Subjective well-being:

One additional project to be determined in the Autumn, likely related to our groups work on the economics of happiness. Past interns have researched subjective wellbeing and health, happiness and urban form, and cross-national comparisons of life satisfaction, and other topics.

Health, health equity, and inequality in six global cities:

As part of an international collaboration involving six global cities (in Bangladesh, Canada, China, Ghana, Iran, and the UK), the successful intern will help to gather and bring together geographically-linked data on socioeconomic status, health, and associated variables from our partners. GIS experience is needed, along with an interest in health, economics, development, and/or epidemiology.

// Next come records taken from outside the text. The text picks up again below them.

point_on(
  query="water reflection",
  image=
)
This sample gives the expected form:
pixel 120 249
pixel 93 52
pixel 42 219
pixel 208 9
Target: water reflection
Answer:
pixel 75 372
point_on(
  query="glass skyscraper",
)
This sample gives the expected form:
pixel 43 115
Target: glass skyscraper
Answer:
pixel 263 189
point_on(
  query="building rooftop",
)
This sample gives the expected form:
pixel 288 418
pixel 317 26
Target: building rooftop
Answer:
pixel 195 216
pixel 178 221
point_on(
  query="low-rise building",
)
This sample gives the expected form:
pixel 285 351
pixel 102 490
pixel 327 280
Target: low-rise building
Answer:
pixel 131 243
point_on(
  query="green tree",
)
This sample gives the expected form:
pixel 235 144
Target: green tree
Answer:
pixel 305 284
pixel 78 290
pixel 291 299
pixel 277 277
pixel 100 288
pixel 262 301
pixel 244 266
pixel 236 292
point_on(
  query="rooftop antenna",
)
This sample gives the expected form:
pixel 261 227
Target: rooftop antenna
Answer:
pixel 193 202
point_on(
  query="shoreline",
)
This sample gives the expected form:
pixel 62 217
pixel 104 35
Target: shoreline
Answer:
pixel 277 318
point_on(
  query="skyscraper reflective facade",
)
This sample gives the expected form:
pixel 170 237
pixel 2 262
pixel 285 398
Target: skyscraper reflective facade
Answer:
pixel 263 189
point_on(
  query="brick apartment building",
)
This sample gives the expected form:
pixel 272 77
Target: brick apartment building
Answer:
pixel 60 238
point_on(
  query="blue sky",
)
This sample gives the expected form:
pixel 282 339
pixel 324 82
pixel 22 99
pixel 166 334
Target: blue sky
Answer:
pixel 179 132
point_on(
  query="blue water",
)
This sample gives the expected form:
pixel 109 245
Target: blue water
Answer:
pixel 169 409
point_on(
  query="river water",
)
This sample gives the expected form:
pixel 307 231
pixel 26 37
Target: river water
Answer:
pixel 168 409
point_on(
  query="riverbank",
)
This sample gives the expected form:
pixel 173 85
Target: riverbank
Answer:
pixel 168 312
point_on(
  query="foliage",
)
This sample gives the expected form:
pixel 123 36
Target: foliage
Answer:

Prof. Daniel Weinstock and Anna-Liisa Aunio:

The intern will work alongside Anna-Liisa Aunio and the Dawson Food Justice & Sustainability Research Project on assessing in assessing food programs in Montreal that are aimed at children and youth from 0-17 years old. Research goals include (1) understanding the jurisdiction and governance of youth-based food programs and (2) proposing geographic parameters for an effective rollout of municipal youth-based food programs based on local capacities.